Todd Glass / Ross Dauk

Yuk Yuk's, Vancouver BC, February 19

BY Alan RantaPublished Feb 20, 2015

10
With a duo of piano and cello doing jazz standards, a little something to take the edge off, as Doug Stanhope would say, the ambiance at Yuk Yuk's was excellent, though they would get mostly drowned out as the room filled to capacity with a young, hip crowd. Even still, the pianist evoked shades of Victor Borge and Chico Marx as he hammed it up in that far, unlit corner of the stage. Meanwhile, man of the people Todd Glass was over by the washrooms giving some last minute instructions to the venue, then hanging out to shake hands and take pictures with his fans.
 
As show time approached, Glass reiterated the audience directions, and gave a nice intro to opener Ross Dauk, who was brought to the stage by a live rendition of Johnny Cash's "Ring of Fire." It's hard to say how well Dauk's Saskatchewan-centric material on Olympic dressage and con men went over, but his bit on being arrested for a transit violation capped his set on a high note.
 
When Todd Glass took the stage to a rendition of "Row, Row, Row Your Boat" created with his own name as the lyrics, he immediately cranked up the energy, and kept it sizzling for an hour-and-a-half solid. Right off the bat, he moved into a tirade where he ironically screamed variations of "I'm a professional" until he was red in the face. This action started him sweating, which then became a callback joke in which he would repeatedly request the venue's doors to be opened.
 
Glass showed he could do it all. You want impressions? He's got one of Andy Kindler that is sure to please anyone… At least, anyone who has already heard of Andy Kindler. His face was like rubber. You could put his expression of flabbergasted incredulity in the dictionary.
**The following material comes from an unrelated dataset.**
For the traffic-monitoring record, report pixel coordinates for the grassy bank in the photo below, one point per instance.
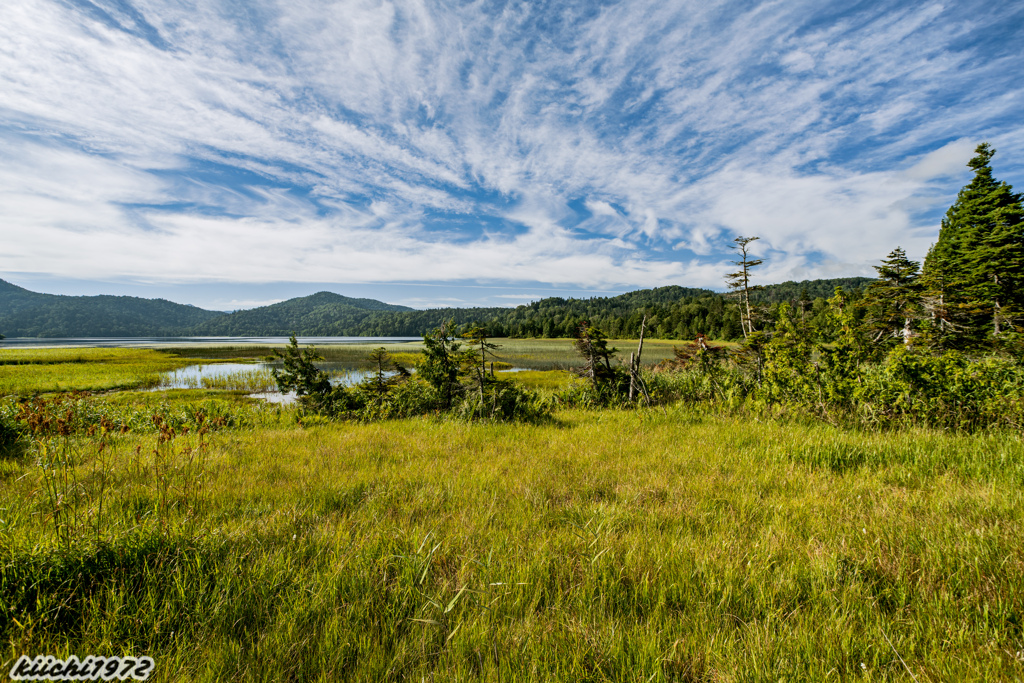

He also had common sense musings on commercials for mops and ShamWow that were up there with anything George Carlin did on the subject, and he brought it local with repeated plugs for local comic Chris James's twitter account.
 
Glass said he doesn't do mean crowd work, but then he turned around and told everyone into the concept of a "man cave" or defenders of the visible soap aesthetic to fuck themselves. He also drank two rye and cokes off a table in the front row, one of which was defensively sipped out of by its purchaser to no avail. There was even some classic Las Vegas action in there. He'd do the showman mic twirl when he'd nail a classic punch line, subsequently dropping the mic so many times that the top was all crumpled by the end, and wandered through the crowd a bit while crooning "Bim, Bam, Baby" by Frank Sinatra, commanding the crowd to sing along.
 
He had moments of meta-comedy too, the kind of comic's comedy that Kindler champions, rambling out loud about how comics stall when they can't remember their next joke until he remembered his next joke or how he doesn't know how to finish, or giving up on a bit when he flubbed a word. A half hour in, he did a quick recap of the quality of his jokes to that point, illuminating the internal dialogue the audience might have had. For good measure, he ripped a strip off crap comics who make fun of people who get made fun of enough instead of making fun of the people who make fun of already maligned minorities, as should be their role. He's obviously aware of the social context of his material, and its power to shift paradigms.
 
By the end of his set, Glass's voice cracked and started to get a little hoarse, but for good reason. He may have been half-joking when he said he works hard, but he sure as hell did for this show. He's no shooter of fish in barrels. For example, he came out as gay in 2012. While that would be a focus for most comedians, as expected as female comics talking about menstruation, Glass only touched on that aspect of his life for literally one minute out of the 90 he was onstage. Instead, his set flipped comedy tropes on their head and enlightened the thoughts usually left unspoken, striking the perfect balance between improvisation and crafted material, a mix of free-floating hostility, compassionate soapboxing, egotistical self-deprecation, and utter zaniness. He laid it all on the line with an almost uncomfortable level of commitment, and his effort killed that room. He drew the crowd into the moment like few can.